Session Ready
Exercise

Null sampling distribution of the slope

In the previous chapter, you investigated the sampling distribution of the slope from a population where the slope was non-zero. Typically, however, to do inference, you will need to know the sampling distribution of the slope under the hypothesis that there is no relationship between the explanatory and response variables. Additionally, in most situations, you don't know the population from which the data came, so the null sampling distribution must be derived from only the original dataset.

In the mid-20th century, a study was conducted that tracked down identical twins that were separated at birth: one child was raised in the home of their biological parents and the other in a foster home. In an attempt to answer the question of whether intelligence is the result of nature or nurture, both children were given IQ tests. The resulting data is given for the IQs of the foster twins (Foster is the response variable) and the IQs of the biological twins (Biological is the explanatory variable).

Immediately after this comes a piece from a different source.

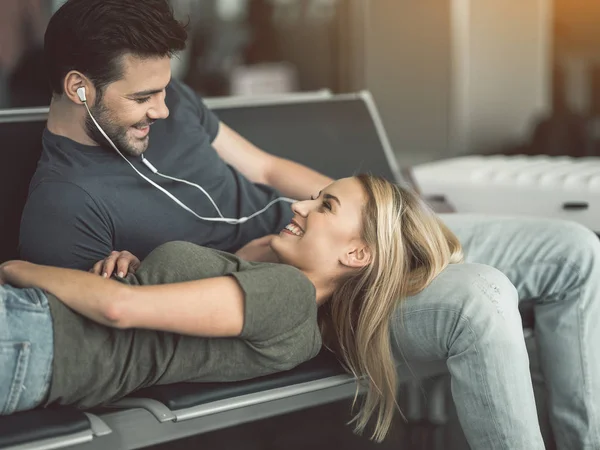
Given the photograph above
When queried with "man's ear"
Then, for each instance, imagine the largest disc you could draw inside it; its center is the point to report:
(357, 256)
(75, 80)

In this exercise you'll use the pull() function. This function takes a data frame and returns a selected column as a vector (similar to $).

Instructions 1/2
undefined XP
  • 1
    • Run a linear regression of Foster vs. Biological on the twins dataset.
    • Tidy the result.
    • Filter for rows where term equals "Biological".
    • Use pull() to pull out the estimate column.
    • 2

      Simulate 10 slopes.

      • Use specify() to specify Foster vs. Biological (same formula as for a linear regression).
      • Use hypothesize(), to set a null hypothesis of "independence".
      • Use generate() to generate 10 replicates (reps) of type "permute".
      • Use calculate() to calculate the summary statistic "slope".